Does that help clarify your confusion?


Yes, that helps, thank you. I'd read of some officials denying it, but the information around judges is new to me and I will explore it further.

Who do you consider to be reputable sources? I will include them in my reading.

I'm also interested in why it was necessary to refer to the president as a "loser." I thought your point stood without it and all that did was clue me in on the possibility of bias in the rest of the response. Staunch supporters would likely discard your reasoning entirely because of it.


I did indeed mean loser as the opposite of victor, as mentioned in the sibling response, rather than as an ad hominem.

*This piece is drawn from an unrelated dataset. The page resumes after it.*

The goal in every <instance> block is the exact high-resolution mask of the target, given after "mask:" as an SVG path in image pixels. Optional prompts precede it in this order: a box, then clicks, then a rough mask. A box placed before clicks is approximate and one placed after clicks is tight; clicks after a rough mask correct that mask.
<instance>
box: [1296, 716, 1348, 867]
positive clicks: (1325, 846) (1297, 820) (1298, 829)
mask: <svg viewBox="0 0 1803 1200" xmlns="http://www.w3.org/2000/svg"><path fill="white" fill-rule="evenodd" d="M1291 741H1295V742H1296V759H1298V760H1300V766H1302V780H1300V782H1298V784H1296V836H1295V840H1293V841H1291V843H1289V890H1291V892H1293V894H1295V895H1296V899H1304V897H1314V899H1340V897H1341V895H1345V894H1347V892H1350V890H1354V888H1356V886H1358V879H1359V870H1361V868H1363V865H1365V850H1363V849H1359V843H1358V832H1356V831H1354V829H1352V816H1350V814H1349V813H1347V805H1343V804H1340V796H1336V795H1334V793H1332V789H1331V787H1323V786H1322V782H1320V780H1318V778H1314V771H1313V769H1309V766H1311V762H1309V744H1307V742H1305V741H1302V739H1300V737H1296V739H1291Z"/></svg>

Reputability-wise I focused on the American press in general (Wall Street Journal, Washington Post, NYT, etc). My main through-line during the week was following the 538 live blog, which did a good job of linking out to a variety of sources as several of the cases unfolded during the week. A decent summary is the one at https://abcnews.go.com/Politics/election-2020-trump-campaign... . You'll find the legal challenges so far are largely about technicalities rather than actual allegations of voter fraud, despite claims otherwise, and that the ones that have been heard have mostly either been dismissed or they have resulted in minor adjustments to procedures, at times to the frustration of the presiding judge (finding in-person recounting of the proceedings requires digging deeper than the above article).

Not featuring in the legal proceedings are other allegations, such as those that certain people who were supposedly deceased had submitted votes. These have mostly turned out to be clerical errors, many of which were already fixed but hadn't necessarily propagated to the systems that the allegers were looking at. As a bonus, here's a 538 feature from 2016, when the groundwork for this kind of argument was once again being laid just in case now-president Trump lost: https://fivethirtyeight.com/features/voter-fraud-is-very-rar... .


FWIW, I read that part in the non-insulting context, like as in "loser" versus "victor".


Oh, thank you. I can see that now. Perhaps that is how they meant it.


Taking your question in good faith, it's because the argument isn't that "Russian interference" happened. It's that the argument is "Russian interference in favor of Trump" happened. So clearly, if Biden won, the belief isn't that Russia helped Biden, it's that Biden's victory was able to overcome whatever interference was still trying affect things in favor of Trump.


For those who don't recall, Russia had big reasons to endorse Trump over Hillary in 2016: Hillary was bellicose about Russia and Syria, to the point where people echoed worries she'd plunge us into "WW3". That, compared with Trump's contrarian sympathies toward Russia and irreverence about the U.S.'s moral highground (and conservatism AND clear, probable incompetence) of course motivated Russia to support him.

They also hoped that he would come to the table and legitimize Russia as a fellow superpower and usher in a new era of diplomatic relations. The fact that Trump utterly failed to do that probably chilled Russia's interest in the 2020 election though.

Read more here: https://www.bbc.com/news/election-us-2020-53702872


China has good reason to endorse Biden; should we assume that Biden has colluded with China in efforts to “hack” our election (whatever tf that means)?


Not solely because of motive, no. You'd need evidence, which is different than motive. Russia having a motive wasn't the only reason to suspect collusion, either.


Because the polling majorly favored Biden and the results showed far more Trump votes than anticipated could rationally be interpreted to mean that mail-in ballots were flawed in a way that favored Trump.

I'm not claiming this is the case but providing an example of how subjective and spinnable any set of facts can be made.


The downvoting could also be because I asked a very basic question and they responded to it with a non sequitur that did not even attempt to answer the question.